Of the many members that made the yearly ride was Ray Bunch. Ray was a perfectionist and did a variety of work on BMW motorcycles. He was best known for his very good special tools. His tools preceded those made later by Ed Korn. Ray’s tools were almost works of art, as they were very well made and were finished off nicely. Ray wasn’t a people person but was highly respected for his expertise in the technical aspects of the motorcycles.
Uncle Runt’s had a bar with a decent pool table. Many of the members enjoyed playing a social game of pool. The bar had quite a crowd of BMW members, drinking, talking and playing pool. Ray was a good player and rather than just win a game or two, then give up the table to others, Ray dominated the table.
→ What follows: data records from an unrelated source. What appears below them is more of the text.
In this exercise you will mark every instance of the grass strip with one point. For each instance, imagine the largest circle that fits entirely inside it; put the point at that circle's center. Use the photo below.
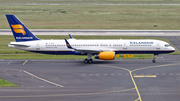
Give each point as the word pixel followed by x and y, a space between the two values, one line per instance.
pixel 10 53
pixel 4 83
pixel 139 17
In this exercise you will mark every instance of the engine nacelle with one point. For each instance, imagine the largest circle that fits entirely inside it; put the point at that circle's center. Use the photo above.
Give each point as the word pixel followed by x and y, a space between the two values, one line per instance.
pixel 105 55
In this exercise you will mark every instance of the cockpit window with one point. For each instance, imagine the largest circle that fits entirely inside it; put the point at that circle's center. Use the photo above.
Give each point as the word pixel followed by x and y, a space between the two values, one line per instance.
pixel 167 45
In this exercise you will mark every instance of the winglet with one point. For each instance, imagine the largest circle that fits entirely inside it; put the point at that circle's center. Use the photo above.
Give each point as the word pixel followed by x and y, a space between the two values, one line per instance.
pixel 67 44
pixel 20 31
pixel 70 36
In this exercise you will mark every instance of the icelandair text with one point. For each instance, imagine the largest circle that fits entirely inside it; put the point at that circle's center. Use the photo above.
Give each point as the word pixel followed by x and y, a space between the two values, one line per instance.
pixel 24 37
pixel 141 42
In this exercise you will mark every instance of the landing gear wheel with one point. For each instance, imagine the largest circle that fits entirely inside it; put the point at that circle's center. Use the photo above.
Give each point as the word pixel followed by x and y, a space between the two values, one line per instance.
pixel 86 61
pixel 90 61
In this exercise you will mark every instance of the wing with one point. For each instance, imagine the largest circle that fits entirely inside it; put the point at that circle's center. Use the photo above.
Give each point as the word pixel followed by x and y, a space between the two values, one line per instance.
pixel 86 50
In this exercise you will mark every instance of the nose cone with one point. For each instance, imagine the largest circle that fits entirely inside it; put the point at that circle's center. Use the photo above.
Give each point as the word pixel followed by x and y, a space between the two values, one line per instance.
pixel 173 49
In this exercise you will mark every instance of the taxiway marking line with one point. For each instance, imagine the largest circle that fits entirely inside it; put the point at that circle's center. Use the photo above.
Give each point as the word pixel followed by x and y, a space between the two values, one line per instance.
pixel 25 62
pixel 135 86
pixel 144 76
pixel 155 66
pixel 37 77
pixel 77 94
pixel 43 79
pixel 130 73
pixel 9 62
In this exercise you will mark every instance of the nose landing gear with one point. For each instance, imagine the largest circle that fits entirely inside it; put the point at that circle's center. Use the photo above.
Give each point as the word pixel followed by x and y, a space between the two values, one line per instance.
pixel 154 59
pixel 88 59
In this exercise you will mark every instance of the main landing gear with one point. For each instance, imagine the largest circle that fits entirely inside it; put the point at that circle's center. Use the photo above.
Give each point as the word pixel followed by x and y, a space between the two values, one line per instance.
pixel 88 59
pixel 154 59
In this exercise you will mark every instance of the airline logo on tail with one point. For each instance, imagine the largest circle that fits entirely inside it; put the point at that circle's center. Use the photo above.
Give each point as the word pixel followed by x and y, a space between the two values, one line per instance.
pixel 18 29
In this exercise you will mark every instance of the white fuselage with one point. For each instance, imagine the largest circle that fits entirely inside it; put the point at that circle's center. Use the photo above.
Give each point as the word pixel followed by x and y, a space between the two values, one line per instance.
pixel 58 47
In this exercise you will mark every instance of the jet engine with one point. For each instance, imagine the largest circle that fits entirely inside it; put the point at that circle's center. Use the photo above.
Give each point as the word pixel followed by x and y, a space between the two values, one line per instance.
pixel 105 55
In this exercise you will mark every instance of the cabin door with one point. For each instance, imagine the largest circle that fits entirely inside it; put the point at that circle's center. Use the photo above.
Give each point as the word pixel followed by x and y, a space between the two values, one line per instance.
pixel 38 46
pixel 157 47
pixel 124 46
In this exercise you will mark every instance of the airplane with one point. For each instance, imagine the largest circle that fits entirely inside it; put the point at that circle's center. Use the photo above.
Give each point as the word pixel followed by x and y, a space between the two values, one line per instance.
pixel 100 49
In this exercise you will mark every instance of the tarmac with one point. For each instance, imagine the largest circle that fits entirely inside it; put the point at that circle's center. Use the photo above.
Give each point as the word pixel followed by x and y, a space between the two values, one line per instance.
pixel 72 80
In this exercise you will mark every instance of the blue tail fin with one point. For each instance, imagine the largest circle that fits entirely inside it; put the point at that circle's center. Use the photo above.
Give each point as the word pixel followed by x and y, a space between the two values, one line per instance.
pixel 20 31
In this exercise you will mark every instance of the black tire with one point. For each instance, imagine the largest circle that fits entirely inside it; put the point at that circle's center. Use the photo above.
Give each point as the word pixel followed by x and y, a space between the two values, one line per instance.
pixel 90 61
pixel 86 61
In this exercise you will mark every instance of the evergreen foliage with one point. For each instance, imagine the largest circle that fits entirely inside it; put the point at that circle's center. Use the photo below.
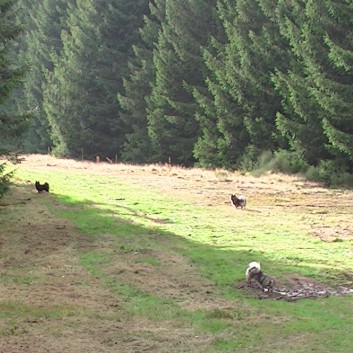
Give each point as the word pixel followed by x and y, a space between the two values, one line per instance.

Ray was a bully.
While I respected Ray, I couldn’t say that I liked him and he didn’t care much for me, or anybody else for that matter. I decided that he needed to get off the table and let others play. After all, this wasn’t a pool tournament.
I proceeded to put my quarter down and wait my turn to play the winner, which was always Ray. He didn’t seem concerned, after all, I was just a long-haired hippy.
Ray broke the rack, made a couple of balls and it was my turn. The table wasn’t ready for a run, so my shot was just to move things around to my advantage. Ray took his turn and missed because I had left him without a shot. Then I ran the table.
As the winner, it was my turn to break. I seem to remember that I didn’t make a ball on the break. Ray pocketed a couple of balls, missed and I ran the table again.
Ray wasn’t used to losing and he wasn’t very good at it. He was miffed and I was pleased that my plan was working. Once a player like Ray loses a game, his world of “I am the best” is ruined. Now he will make mistakes and play poorly.
I think that it was at this point that I offered to “even it up a bit” by shooting left handed. At this point, I could have easily beaten him by using only one hand. He silently took the bait and lost again. He slammed his cue stick down on the table and proclaimed, “I have had enough of this.” and stomped out.
Politely, the crowd was pleased. I gave the table up to those that wanted to play social pool, not serious killer pool.